И вот как раз музыкальная высота оперы, определявшая и искупавшая поэтическую топорность либретто, “отравила” увеселения буржуазного города. Если продолжить освященное авторитетом Пушкина сопоставление спиртного и художественного, то подойдут ворчливые суждения из книги 1923 года[3]. Уже в начале XIX века вместо шампанского откупоривают “духовное пиво” — “в бесчисленных домашних компаниях и концертных собраниях процветают мелкие сантименты романсов, арий и всевозможных жанровых пьес”. А к 1840-м годам “пиво” набирает градусы и становится “спиритуальным шнапсом оперетты больших городов, которая заняла место оперы и концерта, обозначив эпоху мелких людишек, бессильного либерализма и растущих хозяйственных инстинктов крупного капитала”.

Утрате “шампанским” букета и его превращению в “пиво” содействовали нотоиздатели, оперативно реагировавшие на омассовление идеалов книжной образованности. Поскольку барышни из почтенных семейств помимо вязания кошельков и раскрашивания экранов должны были уметь читать ноты и услаждать гостей игрой на клавикордах, постольку нотопечатни освоили новый вид продукции: сборники арий из популярных опер. В них “Фрейшиц” адаптировался до полного соответствия с “перстами робких учениц”. Оперная музыка, препарированная для самодеятельного исполнения, опускалась на уровень оперной поэзии. Схематизм аккомпанемента салонные музыкантши компенсировали старательной “искренностью” пения. Сладко-слезливые “ах!” стали интонационным украшением рудиментарных лирических текстовок.

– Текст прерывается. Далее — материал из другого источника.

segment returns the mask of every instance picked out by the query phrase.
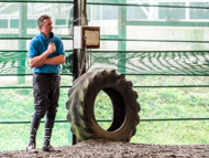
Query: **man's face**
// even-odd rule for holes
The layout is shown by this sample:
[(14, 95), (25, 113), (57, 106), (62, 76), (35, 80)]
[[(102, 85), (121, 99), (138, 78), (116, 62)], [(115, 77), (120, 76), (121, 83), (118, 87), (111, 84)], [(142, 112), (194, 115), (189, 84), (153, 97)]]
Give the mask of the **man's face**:
[(44, 19), (43, 25), (40, 25), (40, 30), (43, 34), (48, 35), (50, 32), (52, 32), (53, 25), (52, 25), (52, 20), (51, 19)]

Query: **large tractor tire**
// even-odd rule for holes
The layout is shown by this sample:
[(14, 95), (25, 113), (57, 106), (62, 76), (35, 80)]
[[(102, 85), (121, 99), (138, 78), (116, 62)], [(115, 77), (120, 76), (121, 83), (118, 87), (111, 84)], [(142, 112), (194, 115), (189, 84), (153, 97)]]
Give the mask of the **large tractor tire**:
[[(113, 105), (112, 123), (107, 130), (98, 125), (94, 114), (94, 104), (100, 91), (108, 94)], [(78, 143), (87, 139), (130, 141), (140, 123), (136, 98), (138, 93), (123, 74), (107, 70), (85, 73), (68, 92), (66, 108), (72, 133)]]

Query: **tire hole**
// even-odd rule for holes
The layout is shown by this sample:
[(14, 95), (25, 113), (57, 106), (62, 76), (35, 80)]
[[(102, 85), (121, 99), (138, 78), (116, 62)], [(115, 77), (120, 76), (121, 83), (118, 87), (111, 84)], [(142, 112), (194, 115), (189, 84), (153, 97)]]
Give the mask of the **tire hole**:
[(103, 91), (100, 91), (96, 97), (94, 113), (96, 120), (111, 120), (97, 122), (102, 129), (107, 130), (112, 124), (113, 107), (110, 97)]

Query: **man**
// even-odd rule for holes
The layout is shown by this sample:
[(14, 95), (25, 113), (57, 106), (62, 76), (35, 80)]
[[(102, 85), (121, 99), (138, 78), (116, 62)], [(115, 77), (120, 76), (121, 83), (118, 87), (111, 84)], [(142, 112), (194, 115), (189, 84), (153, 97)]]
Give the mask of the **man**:
[[(44, 14), (37, 18), (40, 34), (32, 39), (29, 46), (29, 64), (33, 69), (34, 109), (31, 122), (29, 152), (37, 152), (35, 137), (41, 118), (46, 114), (43, 151), (57, 151), (50, 144), (54, 120), (58, 107), (61, 65), (65, 63), (63, 42), (52, 34), (51, 17)], [(52, 39), (50, 39), (52, 38)]]

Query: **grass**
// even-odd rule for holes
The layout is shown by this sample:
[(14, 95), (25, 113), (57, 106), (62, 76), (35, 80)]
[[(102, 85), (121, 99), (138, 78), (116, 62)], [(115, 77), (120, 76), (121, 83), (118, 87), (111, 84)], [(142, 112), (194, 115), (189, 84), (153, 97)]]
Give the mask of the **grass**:
[[(156, 77), (144, 76), (129, 78), (134, 85), (179, 85), (208, 84), (208, 78), (189, 77)], [(197, 82), (195, 82), (197, 80)], [(200, 82), (201, 81), (201, 82)], [(64, 84), (70, 83), (69, 78), (63, 78)], [(1, 85), (4, 83), (1, 82)], [(9, 84), (9, 83), (7, 83)], [(29, 84), (29, 83), (26, 83)], [(10, 85), (15, 85), (11, 83)], [(140, 118), (204, 118), (209, 116), (209, 88), (134, 88), (138, 92), (138, 102), (141, 105)], [(59, 107), (56, 119), (66, 119), (68, 88), (61, 89)], [(33, 91), (1, 88), (0, 89), (0, 122), (4, 120), (31, 120), (34, 113)], [(111, 119), (112, 105), (109, 96), (100, 92), (96, 98), (95, 115), (97, 119)], [(99, 123), (107, 129), (108, 123)], [(37, 134), (37, 147), (42, 147), (44, 136), (44, 124), (41, 124)], [(173, 122), (141, 122), (138, 125), (136, 134), (131, 143), (158, 144), (158, 145), (206, 145), (209, 144), (208, 120), (173, 120)], [(29, 140), (30, 124), (0, 124), (0, 150), (25, 149)], [(54, 146), (72, 145), (70, 125), (68, 123), (55, 124), (52, 144)]]

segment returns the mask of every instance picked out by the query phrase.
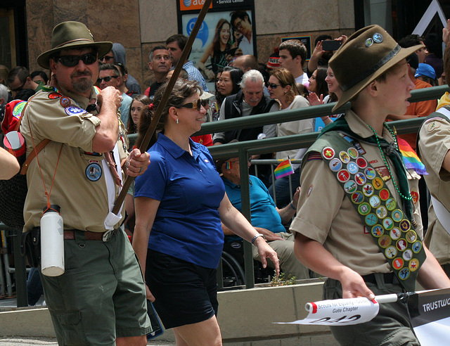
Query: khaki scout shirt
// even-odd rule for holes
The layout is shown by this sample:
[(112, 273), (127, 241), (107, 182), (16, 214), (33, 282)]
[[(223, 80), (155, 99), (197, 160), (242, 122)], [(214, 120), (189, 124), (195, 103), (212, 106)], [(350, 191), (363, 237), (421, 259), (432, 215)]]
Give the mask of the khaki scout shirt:
[[(439, 117), (430, 117), (422, 125), (418, 148), (428, 173), (423, 177), (430, 193), (450, 210), (450, 173), (442, 168), (444, 158), (450, 150), (450, 124), (439, 114), (437, 115)], [(450, 263), (450, 235), (437, 219), (432, 205), (428, 211), (425, 242), (440, 264)]]
[[(347, 111), (345, 118), (355, 134), (363, 138), (373, 134), (353, 111)], [(390, 143), (394, 140), (385, 128), (383, 128), (382, 137)], [(394, 188), (378, 146), (366, 143), (360, 144), (366, 151), (363, 157), (380, 174), (391, 195), (399, 203), (400, 196)], [(306, 155), (304, 160), (308, 160)], [(392, 162), (388, 162), (398, 184), (394, 165)], [(335, 173), (328, 167), (328, 161), (307, 161), (302, 170), (300, 181), (299, 209), (290, 226), (292, 233), (300, 233), (323, 244), (336, 260), (360, 275), (392, 271), (373, 237), (345, 196)], [(416, 215), (414, 216), (417, 219)]]
[[(27, 143), (27, 155), (34, 146), (33, 141), (37, 145), (49, 139), (51, 141), (38, 155), (39, 165), (46, 191), (51, 193), (50, 203), (58, 205), (61, 208), (64, 229), (104, 232), (104, 221), (109, 212), (101, 162), (104, 155), (92, 153), (92, 139), (101, 120), (83, 110), (90, 99), (96, 98), (96, 93), (93, 88), (90, 98), (86, 98), (61, 88), (59, 91), (69, 98), (70, 105), (68, 103), (62, 105), (61, 97), (55, 92), (46, 91), (37, 94), (27, 105), (20, 124), (20, 132)], [(119, 139), (117, 142), (119, 147), (123, 146), (121, 141)], [(39, 226), (43, 208), (47, 205), (42, 179), (38, 160), (34, 158), (27, 173), (28, 194), (23, 213), (25, 231)], [(117, 196), (117, 185), (115, 188)], [(124, 212), (124, 208), (122, 209)], [(118, 224), (115, 228), (117, 226)]]

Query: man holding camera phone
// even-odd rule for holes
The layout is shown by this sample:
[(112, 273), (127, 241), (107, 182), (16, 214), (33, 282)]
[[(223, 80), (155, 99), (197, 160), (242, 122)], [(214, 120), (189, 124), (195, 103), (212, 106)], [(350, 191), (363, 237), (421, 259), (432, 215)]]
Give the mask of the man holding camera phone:
[(326, 54), (329, 54), (328, 60), (333, 56), (333, 54), (335, 51), (339, 49), (344, 42), (347, 41), (347, 36), (341, 35), (335, 39), (323, 39), (319, 40), (316, 42), (314, 50), (311, 54), (311, 58), (308, 61), (308, 68), (307, 72), (308, 75), (311, 76), (312, 73), (316, 70), (317, 66), (319, 65), (319, 61)]

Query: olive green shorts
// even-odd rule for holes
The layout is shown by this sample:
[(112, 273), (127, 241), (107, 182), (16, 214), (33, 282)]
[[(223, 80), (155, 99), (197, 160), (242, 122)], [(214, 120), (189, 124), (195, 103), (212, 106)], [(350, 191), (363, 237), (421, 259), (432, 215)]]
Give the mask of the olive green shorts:
[(124, 232), (105, 242), (75, 233), (64, 241), (65, 272), (41, 274), (59, 345), (112, 345), (116, 338), (150, 333), (141, 268)]

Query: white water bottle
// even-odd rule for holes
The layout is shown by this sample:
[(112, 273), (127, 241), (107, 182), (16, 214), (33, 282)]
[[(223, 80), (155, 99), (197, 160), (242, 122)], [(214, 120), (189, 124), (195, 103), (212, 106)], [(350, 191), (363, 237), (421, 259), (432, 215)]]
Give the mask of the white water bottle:
[(44, 209), (41, 217), (41, 268), (44, 275), (64, 273), (64, 227), (59, 205)]

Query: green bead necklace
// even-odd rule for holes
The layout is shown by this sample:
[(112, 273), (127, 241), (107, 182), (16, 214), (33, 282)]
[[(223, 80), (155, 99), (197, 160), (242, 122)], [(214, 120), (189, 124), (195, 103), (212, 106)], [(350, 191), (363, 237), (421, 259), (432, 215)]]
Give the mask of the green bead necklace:
[[(391, 172), (391, 169), (390, 169), (390, 167), (389, 166), (389, 163), (387, 163), (387, 160), (386, 160), (386, 157), (385, 156), (385, 153), (382, 151), (382, 149), (381, 148), (381, 146), (380, 145), (380, 141), (378, 140), (378, 135), (377, 134), (377, 133), (375, 131), (375, 129), (373, 129), (373, 127), (372, 127), (368, 124), (366, 124), (372, 130), (372, 132), (373, 132), (373, 134), (375, 134), (375, 139), (376, 140), (377, 144), (378, 145), (378, 149), (380, 150), (380, 153), (381, 153), (381, 157), (382, 158), (382, 160), (385, 162), (385, 165), (387, 167), (387, 171), (389, 172), (389, 174), (391, 176), (391, 179), (392, 179), (392, 184), (394, 184), (394, 187), (395, 188), (395, 190), (397, 190), (397, 192), (399, 193), (399, 195), (400, 195), (400, 197), (401, 197), (403, 199), (404, 199), (406, 200), (411, 200), (413, 199), (413, 196), (411, 196), (411, 193), (409, 191), (408, 191), (408, 196), (404, 196), (403, 193), (401, 193), (400, 192), (400, 189), (399, 188), (399, 186), (397, 184), (397, 181), (395, 181), (395, 179), (394, 179), (394, 176), (392, 175), (392, 173)], [(391, 136), (392, 136), (392, 138), (394, 139), (394, 141), (395, 141), (395, 148), (398, 150), (399, 150), (399, 146), (398, 146), (398, 144), (397, 143), (397, 136), (395, 136), (395, 134), (387, 126), (387, 124), (386, 124), (385, 122), (383, 122), (383, 126), (387, 129), (387, 131), (389, 131), (389, 132), (391, 134)]]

Можно сказать, что нотоиздатели спровоцировали и появление оперетты. Закрепив в быту стереотип засахаренного оперного объедка, они создали вместительную нишу для разворотливых композиторов. Однако в оперетте к мутно-чувствительным “ах!” добавилось залихватски-пикантное “ух!”. Дело ведь происходило не в огражденных от вульгарных знакомств гостиных, а в общедоступном театре, который заполняли уже не только светские денди или благопристойные бюргеры, но и жаждущие попросту “оттянуться” лакейские дети. Отсюда аляповатая монументализация лирических сантиментов. Сплюснутая в трогательную домашнюю мелочь оперная ария в оперетте распухла страстным романтическим флюсом. Накал душевных терзаний Мистера Икса таков, что порыв чувств выплескивается танцевальным каскадерством. Возникает специфическая смесь боли и беззаботности. Тоска становится наконец настоящей забавой.

С опереточного прилавка романтическая “книга чувств” распространилась на шантанные лотки. Но, переместившись на малую эстраду, опереточные номера растеряли масштаб. Под лаконичный аккомпанемент вокал превратился в мелодекламацию. Место бельканто заняло скандирование наиболее драматичных слов: “Вижу ты-ры-уп на шелы-кы-ввом шы-ну-ры-ке”. Разумеется, “вижу ты-ры-уп” — это еще и глаза, подчеркнутые трагически-жирным макияжем — реликтом богатой оперной сценографии.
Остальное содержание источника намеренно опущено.